Beth Mead in the England training camp [Catherine Etoe]
After seeing England crowned European champions on an emotional day at Wembley, CATHERINE ETOE reflects on how the Lionesses – and women’s football – got here
IF Wembley Stadium had a roof, it would have been raised to the heavens on Sunday as a packed house roared England on to the most precious of victories in the final of Euro 2022.
Crowned European champions after beating eight-time winners Germany in front of a record crowd for any Euro final, men’s or women’s, this was an England we could all feel pride in.
And as thousands crooned Sweet Caroline and the players danced around the pitch, hugging and crying in turn, it took every ounce of self-control not to sit down in my press seat and weep.
It is 21 years since our late editor Eric Gordon encouraged me to travel to Germany for my first European Championship.

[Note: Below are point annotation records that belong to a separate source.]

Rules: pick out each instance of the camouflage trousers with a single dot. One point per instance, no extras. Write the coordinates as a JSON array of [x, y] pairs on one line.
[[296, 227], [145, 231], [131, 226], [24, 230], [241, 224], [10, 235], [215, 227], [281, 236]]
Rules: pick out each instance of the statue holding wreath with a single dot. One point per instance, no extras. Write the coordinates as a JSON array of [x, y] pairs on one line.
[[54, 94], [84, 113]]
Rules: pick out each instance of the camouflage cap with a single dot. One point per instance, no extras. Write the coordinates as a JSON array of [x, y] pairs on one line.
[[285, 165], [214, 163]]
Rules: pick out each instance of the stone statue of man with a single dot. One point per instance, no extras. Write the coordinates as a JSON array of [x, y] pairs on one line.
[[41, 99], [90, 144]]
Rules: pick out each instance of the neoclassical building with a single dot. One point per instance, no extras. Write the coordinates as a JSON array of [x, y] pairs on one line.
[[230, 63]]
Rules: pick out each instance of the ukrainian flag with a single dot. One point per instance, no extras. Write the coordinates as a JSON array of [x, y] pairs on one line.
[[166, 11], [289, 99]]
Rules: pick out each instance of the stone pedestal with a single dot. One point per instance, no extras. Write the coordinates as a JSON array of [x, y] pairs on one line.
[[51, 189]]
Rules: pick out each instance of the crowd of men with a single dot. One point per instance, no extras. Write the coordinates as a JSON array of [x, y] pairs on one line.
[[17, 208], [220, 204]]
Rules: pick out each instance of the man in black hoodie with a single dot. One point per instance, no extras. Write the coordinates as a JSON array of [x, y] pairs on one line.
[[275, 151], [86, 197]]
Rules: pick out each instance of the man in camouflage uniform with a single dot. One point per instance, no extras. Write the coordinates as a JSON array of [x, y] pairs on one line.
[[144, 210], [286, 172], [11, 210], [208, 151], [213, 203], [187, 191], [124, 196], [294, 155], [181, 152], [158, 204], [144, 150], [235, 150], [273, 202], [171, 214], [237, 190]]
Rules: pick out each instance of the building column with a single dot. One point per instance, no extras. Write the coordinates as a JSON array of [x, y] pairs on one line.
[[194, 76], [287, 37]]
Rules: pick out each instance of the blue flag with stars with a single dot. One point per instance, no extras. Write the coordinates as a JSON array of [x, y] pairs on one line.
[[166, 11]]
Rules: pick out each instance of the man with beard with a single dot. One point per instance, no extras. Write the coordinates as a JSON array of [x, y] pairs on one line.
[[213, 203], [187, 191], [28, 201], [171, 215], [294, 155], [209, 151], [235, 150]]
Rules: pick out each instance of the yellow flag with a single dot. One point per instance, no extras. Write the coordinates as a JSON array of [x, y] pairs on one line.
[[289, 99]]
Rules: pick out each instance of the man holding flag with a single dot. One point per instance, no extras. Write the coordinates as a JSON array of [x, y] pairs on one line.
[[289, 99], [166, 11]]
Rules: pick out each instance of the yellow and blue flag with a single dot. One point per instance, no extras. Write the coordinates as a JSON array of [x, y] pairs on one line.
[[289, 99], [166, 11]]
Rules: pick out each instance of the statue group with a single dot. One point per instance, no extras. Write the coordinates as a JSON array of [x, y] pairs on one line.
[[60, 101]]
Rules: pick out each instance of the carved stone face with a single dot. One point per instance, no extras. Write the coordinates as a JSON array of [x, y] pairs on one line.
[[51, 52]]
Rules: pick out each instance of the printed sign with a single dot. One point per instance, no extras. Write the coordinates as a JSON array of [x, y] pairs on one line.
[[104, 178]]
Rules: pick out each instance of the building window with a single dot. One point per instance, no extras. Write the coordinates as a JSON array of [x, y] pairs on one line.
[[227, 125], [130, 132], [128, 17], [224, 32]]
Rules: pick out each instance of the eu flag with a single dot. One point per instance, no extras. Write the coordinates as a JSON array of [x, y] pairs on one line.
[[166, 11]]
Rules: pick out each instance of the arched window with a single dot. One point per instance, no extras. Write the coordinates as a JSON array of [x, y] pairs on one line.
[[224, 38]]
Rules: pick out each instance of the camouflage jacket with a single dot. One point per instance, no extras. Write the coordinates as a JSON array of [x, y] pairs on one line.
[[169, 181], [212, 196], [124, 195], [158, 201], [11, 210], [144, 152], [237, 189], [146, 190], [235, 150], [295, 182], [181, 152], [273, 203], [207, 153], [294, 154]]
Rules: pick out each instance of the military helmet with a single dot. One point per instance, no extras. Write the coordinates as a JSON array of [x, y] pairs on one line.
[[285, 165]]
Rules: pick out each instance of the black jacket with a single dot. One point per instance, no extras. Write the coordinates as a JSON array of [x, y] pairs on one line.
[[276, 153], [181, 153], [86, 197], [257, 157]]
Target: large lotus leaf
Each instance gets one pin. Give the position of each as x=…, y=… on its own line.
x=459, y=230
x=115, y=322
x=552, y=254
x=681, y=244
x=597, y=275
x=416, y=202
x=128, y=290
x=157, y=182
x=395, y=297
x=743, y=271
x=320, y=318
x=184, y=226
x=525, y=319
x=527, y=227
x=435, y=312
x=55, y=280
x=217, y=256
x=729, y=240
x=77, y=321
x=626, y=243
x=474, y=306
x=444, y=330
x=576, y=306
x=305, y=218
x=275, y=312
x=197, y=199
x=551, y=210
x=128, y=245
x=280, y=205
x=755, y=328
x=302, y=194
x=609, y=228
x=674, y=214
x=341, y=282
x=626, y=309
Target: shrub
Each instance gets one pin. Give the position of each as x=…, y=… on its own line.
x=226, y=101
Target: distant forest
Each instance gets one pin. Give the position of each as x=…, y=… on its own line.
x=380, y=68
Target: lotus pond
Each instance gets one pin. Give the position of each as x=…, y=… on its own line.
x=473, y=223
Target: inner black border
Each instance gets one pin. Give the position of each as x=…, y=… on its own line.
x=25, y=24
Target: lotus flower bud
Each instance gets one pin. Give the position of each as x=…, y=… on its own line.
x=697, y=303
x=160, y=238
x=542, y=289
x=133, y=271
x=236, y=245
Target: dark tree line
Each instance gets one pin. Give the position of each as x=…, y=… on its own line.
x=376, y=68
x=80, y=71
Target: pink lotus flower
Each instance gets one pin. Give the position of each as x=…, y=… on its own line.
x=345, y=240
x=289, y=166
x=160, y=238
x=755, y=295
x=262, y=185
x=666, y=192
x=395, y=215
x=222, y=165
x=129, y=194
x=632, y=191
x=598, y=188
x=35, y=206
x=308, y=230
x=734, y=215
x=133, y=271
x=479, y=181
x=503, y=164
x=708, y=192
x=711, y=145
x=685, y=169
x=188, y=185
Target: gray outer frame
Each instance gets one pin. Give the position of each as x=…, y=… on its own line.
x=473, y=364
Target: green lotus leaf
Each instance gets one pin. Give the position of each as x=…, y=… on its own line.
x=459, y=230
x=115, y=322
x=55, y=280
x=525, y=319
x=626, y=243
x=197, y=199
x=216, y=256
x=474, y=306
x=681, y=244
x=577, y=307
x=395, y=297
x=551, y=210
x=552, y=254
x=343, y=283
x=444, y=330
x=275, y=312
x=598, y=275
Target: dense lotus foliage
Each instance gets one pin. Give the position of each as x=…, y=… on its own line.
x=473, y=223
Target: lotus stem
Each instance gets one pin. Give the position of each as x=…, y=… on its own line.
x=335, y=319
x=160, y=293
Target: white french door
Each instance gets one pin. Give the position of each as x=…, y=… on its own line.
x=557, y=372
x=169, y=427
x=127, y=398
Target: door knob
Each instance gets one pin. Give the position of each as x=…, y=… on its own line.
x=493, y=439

“Why not just go?” he said as I stood in his office mulling over my options. One hastily penned fax to UEFA later, I was on my way.
I’d covered Arsenal’s players on England duty several times by that point and this was just another chance to write about them.
But there is something special about the day-to-day closeness to the players and intensity of matches that tournament football inevitably brings.
So even after watching England get thumped by Sweden and be sent packing by hosts and eventual victors Germany, I was absolutely hooked.
There was no glory attached to covering England in those days. They were but a minnow in a sea of European giants, the players still working full-time, and manager Hope Powell spending her days fighting the FA suits for scraps.
Journalists fared little better, a minuscule press pack battling for space in a world dominated by men’s football.
Yet I always knew my reports would have a place in this newspaper.
In fact, there was space for women’s football here before I was sent by Eric to cover my first Arsenal match in 1999, but I was given free rein to up the ante.
And I did so, covering Arsenal as they chased European glory across Scandinavia; reporting on England from World Cups in China, Germany and France, and European championships in England, Finland and Sweden.
A young girl watches a mural honouring the England team go up in Euston Road [Simon Lamrock]
It may have seemed bizarre to some – a local paper giving airtime to an England football team that so few people knew or even cared about.
But this wasn’t self-indulgence.
The CNJ has never followed the pack when it comes to sport and we knew that women’s football had value to our readers and deserved its platform. It was just that nobody else had realised it yet.
They all realise it now, of course, now that a fully professional England side packed with flair and character have sparkled in a home Euros to become the darlings of the nation and newsworthy subjects for the national press.
Catherine Etoe reporting from the European championships in 2001
This England’s achievement means something to me, too, and I felt the breath pull out of my lungs and sobbed openly as I watched thousands throng along Wembley Way to support them on Sunday.
I’m so happy we have come to this, but it has been no easy win. The 1921 ban on women playing football on FA grounds lasted 50 years, set our sport back decades, and there is still a long way to go.
But for now, we can look back on a tournament well played.
Football came home this week, we are told. I’m proud to say women’s football has always had a home at the CNJ.